Some parents, counselors and teachers might even tell you it did more good for kids than just entertain them. It unlocked their emotions and begged for what Mann set out to create at the beginning of 2020.

“That part was fun, particularly fun,” he said. “I think the daunting part was following up a film that everyone really loved.”

But Mann knew what he wanted to do with the movie’s follow-up, “Inside Out 2.”

“Diving into Riley’s adolescence … that was just fun,” he said.

This time around, Riley is 13, hitting puberty and facing all of what, and who, comes with it. The franchise’s second installment features characters we’ve already met — Joy, Sadness and Anger — and gives them a new roommate named Anxiety.

“I think that’s what’s fun about the ‘Inside Out’ world: You can take something we all know and give it a face,” Mann said. “We can give anxiety a name and a face.”

The film follows Riley’s emotions fighting it out for control of her life. Joy wants Riley to stay young and hold on only to joy, while anxiety is hell-bent on taking over Riley over at the age of 13 because as a lot of us know, that’s when anxiety often moves in.
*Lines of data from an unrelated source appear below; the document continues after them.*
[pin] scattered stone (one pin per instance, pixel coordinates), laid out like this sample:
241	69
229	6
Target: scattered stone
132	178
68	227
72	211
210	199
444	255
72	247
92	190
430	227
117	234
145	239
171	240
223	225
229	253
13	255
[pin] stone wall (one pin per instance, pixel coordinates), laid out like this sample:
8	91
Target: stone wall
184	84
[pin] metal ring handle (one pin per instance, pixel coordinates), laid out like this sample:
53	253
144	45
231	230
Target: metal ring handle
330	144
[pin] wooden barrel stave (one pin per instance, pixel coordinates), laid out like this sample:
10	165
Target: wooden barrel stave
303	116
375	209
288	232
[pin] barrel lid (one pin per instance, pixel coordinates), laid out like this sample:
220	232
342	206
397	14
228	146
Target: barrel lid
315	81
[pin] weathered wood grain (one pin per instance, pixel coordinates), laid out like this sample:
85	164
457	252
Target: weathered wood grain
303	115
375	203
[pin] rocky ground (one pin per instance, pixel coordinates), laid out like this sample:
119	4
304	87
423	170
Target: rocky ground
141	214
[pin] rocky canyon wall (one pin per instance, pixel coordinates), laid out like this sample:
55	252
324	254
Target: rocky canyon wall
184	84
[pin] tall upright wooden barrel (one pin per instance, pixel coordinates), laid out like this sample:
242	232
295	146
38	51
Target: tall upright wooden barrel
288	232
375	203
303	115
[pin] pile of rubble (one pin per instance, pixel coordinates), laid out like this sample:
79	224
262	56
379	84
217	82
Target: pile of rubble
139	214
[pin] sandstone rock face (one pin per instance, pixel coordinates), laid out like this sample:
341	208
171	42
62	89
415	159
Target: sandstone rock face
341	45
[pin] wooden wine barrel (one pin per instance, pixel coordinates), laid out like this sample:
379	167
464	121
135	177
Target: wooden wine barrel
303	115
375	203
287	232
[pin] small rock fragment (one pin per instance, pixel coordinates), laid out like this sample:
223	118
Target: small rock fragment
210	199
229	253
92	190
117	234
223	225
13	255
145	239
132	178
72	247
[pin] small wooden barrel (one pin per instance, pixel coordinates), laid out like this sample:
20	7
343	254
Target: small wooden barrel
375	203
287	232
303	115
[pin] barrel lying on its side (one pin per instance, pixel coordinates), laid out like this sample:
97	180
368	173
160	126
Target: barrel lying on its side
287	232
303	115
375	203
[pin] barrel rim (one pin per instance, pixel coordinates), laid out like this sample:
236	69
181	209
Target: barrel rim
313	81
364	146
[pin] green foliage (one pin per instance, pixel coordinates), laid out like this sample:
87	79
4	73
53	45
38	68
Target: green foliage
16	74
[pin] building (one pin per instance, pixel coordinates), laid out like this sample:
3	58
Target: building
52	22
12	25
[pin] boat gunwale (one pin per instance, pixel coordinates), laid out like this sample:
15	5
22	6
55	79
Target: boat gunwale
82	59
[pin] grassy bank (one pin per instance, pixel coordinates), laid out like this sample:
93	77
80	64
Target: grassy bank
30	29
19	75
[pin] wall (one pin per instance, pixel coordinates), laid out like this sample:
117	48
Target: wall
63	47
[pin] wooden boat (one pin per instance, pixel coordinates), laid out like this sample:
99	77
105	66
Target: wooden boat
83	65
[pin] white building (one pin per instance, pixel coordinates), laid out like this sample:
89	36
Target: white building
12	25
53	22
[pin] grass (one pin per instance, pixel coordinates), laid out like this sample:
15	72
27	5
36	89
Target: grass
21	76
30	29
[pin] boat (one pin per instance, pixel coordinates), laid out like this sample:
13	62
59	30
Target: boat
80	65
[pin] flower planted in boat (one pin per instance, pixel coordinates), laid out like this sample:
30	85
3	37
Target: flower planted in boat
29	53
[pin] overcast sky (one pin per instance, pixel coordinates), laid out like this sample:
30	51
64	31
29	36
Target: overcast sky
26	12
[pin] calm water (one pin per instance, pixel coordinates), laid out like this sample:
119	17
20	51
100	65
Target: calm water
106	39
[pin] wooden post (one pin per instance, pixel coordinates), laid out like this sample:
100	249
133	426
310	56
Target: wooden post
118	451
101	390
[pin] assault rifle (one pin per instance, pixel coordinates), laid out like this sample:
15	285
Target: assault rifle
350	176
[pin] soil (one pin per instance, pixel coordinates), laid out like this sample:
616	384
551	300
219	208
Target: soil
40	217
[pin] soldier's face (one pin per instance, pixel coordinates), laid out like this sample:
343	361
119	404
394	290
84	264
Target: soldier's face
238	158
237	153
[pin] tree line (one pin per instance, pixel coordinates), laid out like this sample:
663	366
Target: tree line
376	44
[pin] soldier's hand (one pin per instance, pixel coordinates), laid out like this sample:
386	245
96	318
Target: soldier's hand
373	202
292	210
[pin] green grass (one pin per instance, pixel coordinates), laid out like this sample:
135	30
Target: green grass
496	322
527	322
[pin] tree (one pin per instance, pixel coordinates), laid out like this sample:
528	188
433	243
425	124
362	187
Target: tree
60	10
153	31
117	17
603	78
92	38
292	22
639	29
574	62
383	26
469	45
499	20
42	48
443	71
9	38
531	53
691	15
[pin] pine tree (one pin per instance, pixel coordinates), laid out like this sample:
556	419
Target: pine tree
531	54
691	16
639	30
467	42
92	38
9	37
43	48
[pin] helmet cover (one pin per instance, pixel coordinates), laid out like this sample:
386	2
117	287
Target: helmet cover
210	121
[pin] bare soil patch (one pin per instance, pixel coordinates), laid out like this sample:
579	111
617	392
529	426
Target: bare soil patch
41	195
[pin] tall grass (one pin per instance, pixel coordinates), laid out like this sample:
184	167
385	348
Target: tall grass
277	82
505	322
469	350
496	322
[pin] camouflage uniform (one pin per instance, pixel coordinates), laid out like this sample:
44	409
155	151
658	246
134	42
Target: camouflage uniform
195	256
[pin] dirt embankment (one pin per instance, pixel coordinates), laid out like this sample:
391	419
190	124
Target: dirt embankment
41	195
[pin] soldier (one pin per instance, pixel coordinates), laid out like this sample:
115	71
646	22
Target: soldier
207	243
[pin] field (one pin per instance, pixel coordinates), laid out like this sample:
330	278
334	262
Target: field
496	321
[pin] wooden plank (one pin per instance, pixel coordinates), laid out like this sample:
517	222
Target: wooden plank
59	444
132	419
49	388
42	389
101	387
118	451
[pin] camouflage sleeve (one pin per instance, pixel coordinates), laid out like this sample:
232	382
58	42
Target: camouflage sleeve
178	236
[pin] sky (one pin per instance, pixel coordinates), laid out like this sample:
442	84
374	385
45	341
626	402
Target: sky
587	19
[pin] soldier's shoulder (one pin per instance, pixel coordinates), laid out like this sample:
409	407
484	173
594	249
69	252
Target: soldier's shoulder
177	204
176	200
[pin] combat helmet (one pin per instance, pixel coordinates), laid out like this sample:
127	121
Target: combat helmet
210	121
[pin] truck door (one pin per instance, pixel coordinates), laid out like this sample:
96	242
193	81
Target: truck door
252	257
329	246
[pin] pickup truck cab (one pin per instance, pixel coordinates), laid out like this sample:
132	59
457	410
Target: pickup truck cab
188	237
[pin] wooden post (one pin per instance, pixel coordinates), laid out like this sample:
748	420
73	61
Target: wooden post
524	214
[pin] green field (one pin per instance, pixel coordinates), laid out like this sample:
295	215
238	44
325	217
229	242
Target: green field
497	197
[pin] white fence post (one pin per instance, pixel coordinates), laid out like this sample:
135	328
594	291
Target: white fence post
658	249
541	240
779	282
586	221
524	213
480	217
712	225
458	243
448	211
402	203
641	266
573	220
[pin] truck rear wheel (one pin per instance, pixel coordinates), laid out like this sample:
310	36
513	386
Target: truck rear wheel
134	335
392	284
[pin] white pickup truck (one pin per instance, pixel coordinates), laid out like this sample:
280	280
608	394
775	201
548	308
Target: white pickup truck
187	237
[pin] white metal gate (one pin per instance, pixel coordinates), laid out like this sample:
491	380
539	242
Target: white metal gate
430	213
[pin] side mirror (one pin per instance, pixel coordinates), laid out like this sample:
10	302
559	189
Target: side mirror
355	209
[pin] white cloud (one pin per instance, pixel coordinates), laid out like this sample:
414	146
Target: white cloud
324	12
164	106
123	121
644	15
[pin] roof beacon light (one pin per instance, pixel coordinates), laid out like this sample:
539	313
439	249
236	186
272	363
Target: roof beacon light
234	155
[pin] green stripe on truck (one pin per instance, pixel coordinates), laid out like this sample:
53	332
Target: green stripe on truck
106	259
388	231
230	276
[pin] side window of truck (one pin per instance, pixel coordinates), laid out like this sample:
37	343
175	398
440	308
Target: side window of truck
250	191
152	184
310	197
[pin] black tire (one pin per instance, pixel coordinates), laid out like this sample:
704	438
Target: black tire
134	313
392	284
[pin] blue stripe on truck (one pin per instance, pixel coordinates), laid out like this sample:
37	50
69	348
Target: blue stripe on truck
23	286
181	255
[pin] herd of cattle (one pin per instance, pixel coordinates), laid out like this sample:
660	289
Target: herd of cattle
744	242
“I always pitched it as a takeover movie, like an emotional takeover,” Mann said. “Anxiety can kind of feel like that; it can take over and kind of shove your other emotions to the side and repress them.”

For a kids’ movie, it’s hard to watch this animation play out, even when an adult has the keys to decide.

“I’m making a movie about anxiety and I still have to remind myself to have my anxiety take a seat,” Mann said.

All of our individual anxieties have a place in this world.

“The whole movie honestly is about acceptance. Both acceptance of anxiety being there and also of your own flaws,” said Mann.

Even for our kids, we have to remember that this is life.

Anxiety will come for them; it does for us all.

The “Inside Out” world just shows them it’s so.